Combining models and databases
SQL, which stands for Structured Query Language, is a programming language for storing and manipulating information in a database. In SQL, people can ask questions about data using keywords, such as summarizing, filtering, or grouping database data.
However, looking for a pattern can provide deeper insights, as patterns can capture what the data mean for an individual. For example, a female developer asking if she is underpaid is likely more interested in what the salary data means for her individually than in trends from database data.
The researchers noted that SQL did not provide an effective way to incorporate probabilistic AI models, but at the same time, approaches that use probabilistic models to make inferences do not support complex database queries.
They built GenSQL to fill this gap, enabling one to query both a dataset and a probabilistic model using a straightforward yet powerful formal programming language.
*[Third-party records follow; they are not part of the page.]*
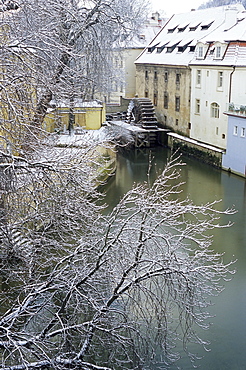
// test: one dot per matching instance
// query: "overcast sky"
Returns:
(171, 7)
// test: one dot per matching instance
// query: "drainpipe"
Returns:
(230, 83)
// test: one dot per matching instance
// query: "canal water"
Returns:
(203, 184)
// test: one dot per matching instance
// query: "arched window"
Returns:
(215, 110)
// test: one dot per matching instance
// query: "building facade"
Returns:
(165, 73)
(234, 159)
(124, 84)
(218, 75)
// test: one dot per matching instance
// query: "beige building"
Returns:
(163, 71)
(218, 79)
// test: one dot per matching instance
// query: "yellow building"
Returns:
(87, 115)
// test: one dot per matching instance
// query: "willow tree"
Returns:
(117, 291)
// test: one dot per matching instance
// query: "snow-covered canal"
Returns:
(204, 184)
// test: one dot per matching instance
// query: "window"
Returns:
(218, 52)
(166, 76)
(155, 99)
(215, 110)
(198, 106)
(177, 103)
(178, 76)
(220, 79)
(166, 100)
(200, 52)
(198, 77)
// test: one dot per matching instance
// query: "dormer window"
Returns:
(182, 27)
(171, 30)
(218, 52)
(200, 52)
(206, 25)
(151, 49)
(160, 48)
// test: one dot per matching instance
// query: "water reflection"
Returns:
(203, 184)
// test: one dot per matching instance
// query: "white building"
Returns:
(218, 73)
(124, 84)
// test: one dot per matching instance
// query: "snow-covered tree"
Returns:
(214, 3)
(56, 49)
(93, 291)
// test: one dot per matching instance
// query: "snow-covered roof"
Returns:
(234, 39)
(182, 32)
(145, 34)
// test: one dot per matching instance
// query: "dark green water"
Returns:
(203, 184)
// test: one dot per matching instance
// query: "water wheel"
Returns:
(141, 112)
A GenSQL user uploads his data and the probabilistic model, which the system integrates automatically. It can then run queries on the data that also get input from the probabilistic model working behind the scenes. This not only enables more complex questions, but can also provide more accurate answers.
For example, a query in GenSQL might be something like, “How likely is it that a developer from Seattle knows the Rust programming language?” Just looking at a correlation between columns in a database can miss subtle dependencies. Incorporating a probabilistic model can capture more complex interactions.
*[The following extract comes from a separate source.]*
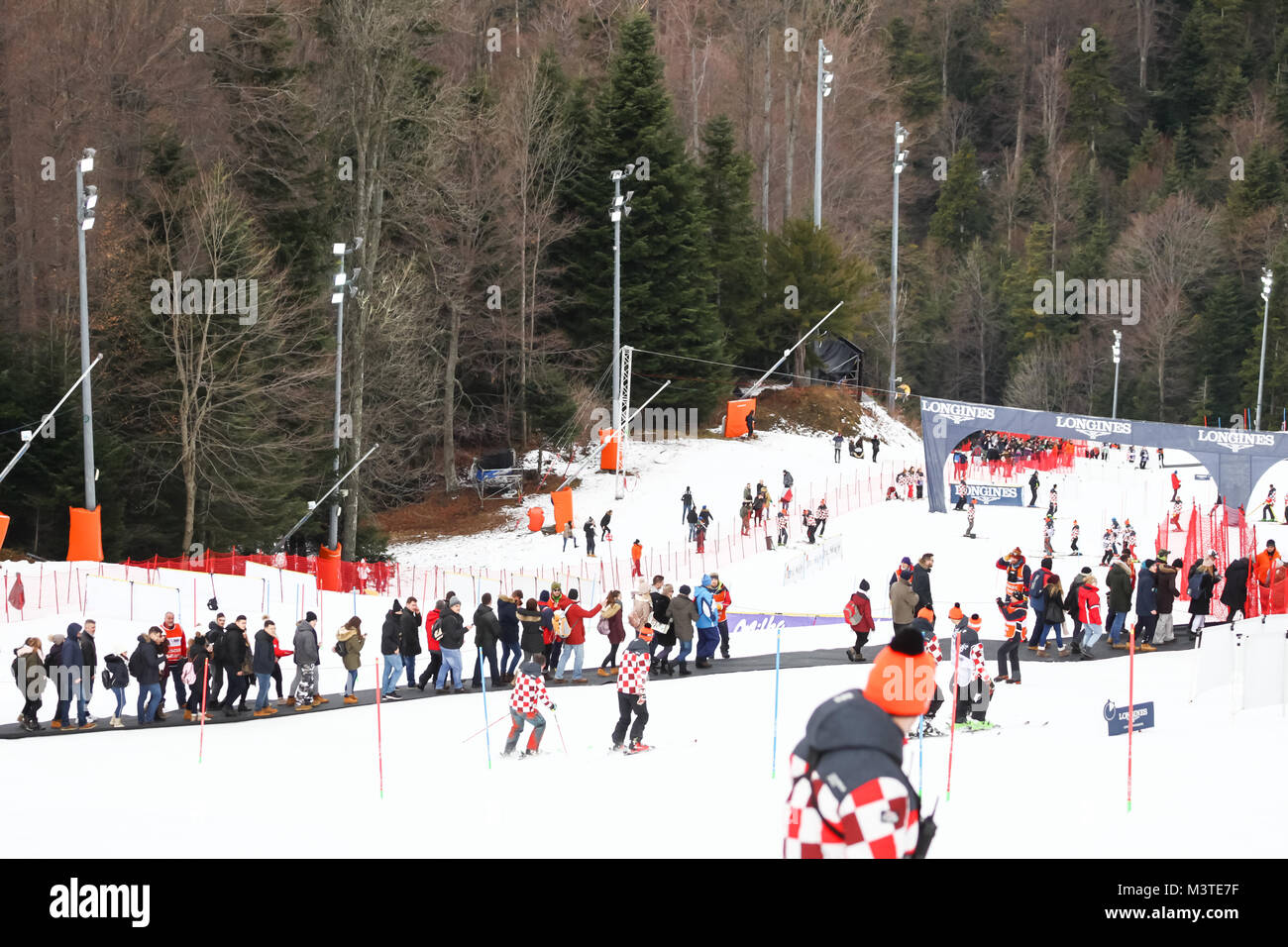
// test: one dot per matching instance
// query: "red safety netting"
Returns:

Plus, the probabilistic models that GenSQL uses are auditable, so people can see what data the model uses to make decisions. In addition, these models provide measures of calibrated uncertainty along with each response.
For example, with this calibrated uncertainty, if one queries the model for the predicted outcomes of various cancer treatments for a patient from a minority group that is underrepresented in the data set, GenSQL would tell the user that it is unsafe and how unsafe it is, rather than over-advocating for the wrong treatment.
Faster and more accurate results
To evaluate GenSQL, the researchers compared their system to well-known basic methods that use neural networks. GenSQL was between 1.7 and 6.8 times faster than these approaches, executing most queries in a few milliseconds while providing more accurate results.
They also applied GenSQL to two case studies: one in which the system identified erroneous clinical trial data and another in which it generated accurate synthetic data that captured complex relationships in genomics.
Next, researchers want to apply GenSQL more broadly to perform large-scale modeling of human populations. With GenSQL, they can generate synthetic data to draw inferences about things like health and salary, while controlling what information is used in the analysis.
They also want to make GenSQL easier to use and more powerful by adding new optimizations and automation to the system. In the long term, the researchers want to enable users to ask natural language queries in GenSQL. Their goal is to eventually develop an AI expert like ChatGPT that can be talked to for any database that supports its answers using GenSQL queries.
This research is funded, in part, by the Defense Advanced Research Projects Agency (DARPA), Google, and the Siegel Family Foundation.